[XML-SIG] SAX exceptions are odd

Lars Marius Garshol larsga@garshol.priv.no
05 Oct 2000 18:51:56 +0200


* Jeremy Hylton
| 
| If I call on parse on an empty file, I get no exception.  Is this
| desirable?  I assume it means that "" is well-formed XML, but that
| doesn't seem like a very helpful definition.  Is this right?

No, it's not right.  You should get an error telling you that the
document element is required.
 
| If I get almost any other exception I get an error message that says
| something like: "not well-formed at None:1:7"

Expat is not very good at providing informative error messages, so I
don't think you can expect much more.  If you want better error
messages you should probably use xmlproc or xmllib.

As for the None that should imply that you just gave the parser a
string to parse and didn't provide it with a system identifier (ie:
URL or file name).
 
| Why is None being printed?  It gave me the initial impression that my
| error was no setting up parse call correctly.  I assumed that the None
| was the cause of the exception and that under normal circumstances it
| would have said something like "not well-formed at foo.xml:1:7".

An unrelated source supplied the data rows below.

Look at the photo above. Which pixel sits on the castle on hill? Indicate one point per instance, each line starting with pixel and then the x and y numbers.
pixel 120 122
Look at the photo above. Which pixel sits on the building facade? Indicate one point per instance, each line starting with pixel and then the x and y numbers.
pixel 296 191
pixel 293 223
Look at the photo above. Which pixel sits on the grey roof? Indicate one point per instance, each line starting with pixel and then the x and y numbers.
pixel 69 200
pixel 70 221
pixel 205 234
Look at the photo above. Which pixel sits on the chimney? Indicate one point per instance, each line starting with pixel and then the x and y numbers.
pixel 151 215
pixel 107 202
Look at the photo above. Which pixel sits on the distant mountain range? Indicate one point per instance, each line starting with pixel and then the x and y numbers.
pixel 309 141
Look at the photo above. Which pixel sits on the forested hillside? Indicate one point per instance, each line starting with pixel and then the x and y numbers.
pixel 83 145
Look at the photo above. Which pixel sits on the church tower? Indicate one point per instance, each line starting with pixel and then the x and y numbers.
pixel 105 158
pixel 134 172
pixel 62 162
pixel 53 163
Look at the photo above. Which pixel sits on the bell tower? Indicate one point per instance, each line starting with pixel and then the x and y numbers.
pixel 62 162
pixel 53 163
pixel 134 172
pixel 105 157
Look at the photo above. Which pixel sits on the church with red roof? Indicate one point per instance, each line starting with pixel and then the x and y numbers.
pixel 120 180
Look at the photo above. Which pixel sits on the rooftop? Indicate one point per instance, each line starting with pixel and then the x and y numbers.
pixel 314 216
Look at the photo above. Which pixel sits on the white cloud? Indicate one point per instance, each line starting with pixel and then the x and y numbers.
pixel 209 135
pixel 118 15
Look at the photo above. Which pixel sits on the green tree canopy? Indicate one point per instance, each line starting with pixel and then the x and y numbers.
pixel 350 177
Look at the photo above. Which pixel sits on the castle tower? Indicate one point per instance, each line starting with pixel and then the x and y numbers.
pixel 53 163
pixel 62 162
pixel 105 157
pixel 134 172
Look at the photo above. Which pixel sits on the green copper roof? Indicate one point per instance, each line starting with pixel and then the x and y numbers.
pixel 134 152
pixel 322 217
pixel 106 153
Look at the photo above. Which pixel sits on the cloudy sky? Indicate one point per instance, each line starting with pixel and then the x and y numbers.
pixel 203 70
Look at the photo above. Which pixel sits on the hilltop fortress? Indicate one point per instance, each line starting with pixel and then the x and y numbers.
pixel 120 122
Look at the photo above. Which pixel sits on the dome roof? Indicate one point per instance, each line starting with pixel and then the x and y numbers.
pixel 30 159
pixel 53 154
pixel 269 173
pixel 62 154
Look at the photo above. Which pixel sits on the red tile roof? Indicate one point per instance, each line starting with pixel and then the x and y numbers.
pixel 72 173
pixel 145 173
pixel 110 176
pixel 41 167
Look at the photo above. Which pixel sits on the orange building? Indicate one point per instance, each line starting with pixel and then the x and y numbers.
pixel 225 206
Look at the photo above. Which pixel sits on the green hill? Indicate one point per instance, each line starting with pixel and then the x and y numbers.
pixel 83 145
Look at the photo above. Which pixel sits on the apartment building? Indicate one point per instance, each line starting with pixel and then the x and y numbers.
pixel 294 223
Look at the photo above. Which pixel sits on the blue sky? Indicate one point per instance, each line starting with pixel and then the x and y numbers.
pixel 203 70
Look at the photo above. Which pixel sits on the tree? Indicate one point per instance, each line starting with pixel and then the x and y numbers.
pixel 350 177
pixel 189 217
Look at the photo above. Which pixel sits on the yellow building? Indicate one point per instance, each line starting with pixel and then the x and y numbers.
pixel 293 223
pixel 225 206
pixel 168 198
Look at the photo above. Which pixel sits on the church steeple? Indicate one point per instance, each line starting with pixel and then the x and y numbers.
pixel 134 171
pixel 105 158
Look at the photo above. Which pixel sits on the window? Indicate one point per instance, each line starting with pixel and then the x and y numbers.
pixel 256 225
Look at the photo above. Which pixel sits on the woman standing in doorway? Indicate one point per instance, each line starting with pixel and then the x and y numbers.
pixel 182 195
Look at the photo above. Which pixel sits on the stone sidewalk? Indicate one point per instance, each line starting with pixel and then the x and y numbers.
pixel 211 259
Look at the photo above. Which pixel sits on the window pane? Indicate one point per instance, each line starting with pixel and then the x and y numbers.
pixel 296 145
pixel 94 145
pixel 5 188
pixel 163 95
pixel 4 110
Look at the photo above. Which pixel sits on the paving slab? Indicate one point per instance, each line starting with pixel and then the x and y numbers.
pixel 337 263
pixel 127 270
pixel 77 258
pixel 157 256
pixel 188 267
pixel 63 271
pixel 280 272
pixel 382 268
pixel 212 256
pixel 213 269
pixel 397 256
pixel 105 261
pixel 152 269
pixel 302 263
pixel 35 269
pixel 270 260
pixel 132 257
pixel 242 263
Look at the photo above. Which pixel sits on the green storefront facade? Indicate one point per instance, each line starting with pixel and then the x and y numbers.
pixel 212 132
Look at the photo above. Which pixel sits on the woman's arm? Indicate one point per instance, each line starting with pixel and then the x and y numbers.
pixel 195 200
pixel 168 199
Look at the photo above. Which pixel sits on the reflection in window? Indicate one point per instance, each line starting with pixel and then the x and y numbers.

If you told it that you were parsing from foo.xml it should definitely
return that information in the error message.  Can you show us the
exact call to parse?
 
| What is a system identifier and why should it be reported in an
| exception when it is None?

The system identifier is SGML-speak (and XML-speak) for the location
of the document being parsed. I guess we could leave it out in the
cases where it is None, if people prefer that. (I personally have no
opinion on that.)
 
| I also think the format is odd.  There are three different pieces of
| information separated by colons.  I am accustomed to the notation
| filename:line number, but not another colon for the cursor position.
| It would have been clearer, I think, if the message were more
| verbose and explained what each field was.

How about this:

  "Not well-formed in foo.xml at line %d, column %d."

If you prefer that I'd be happy to change both that and the lost
system identifier (if that is indeed the problem).

--Lars M.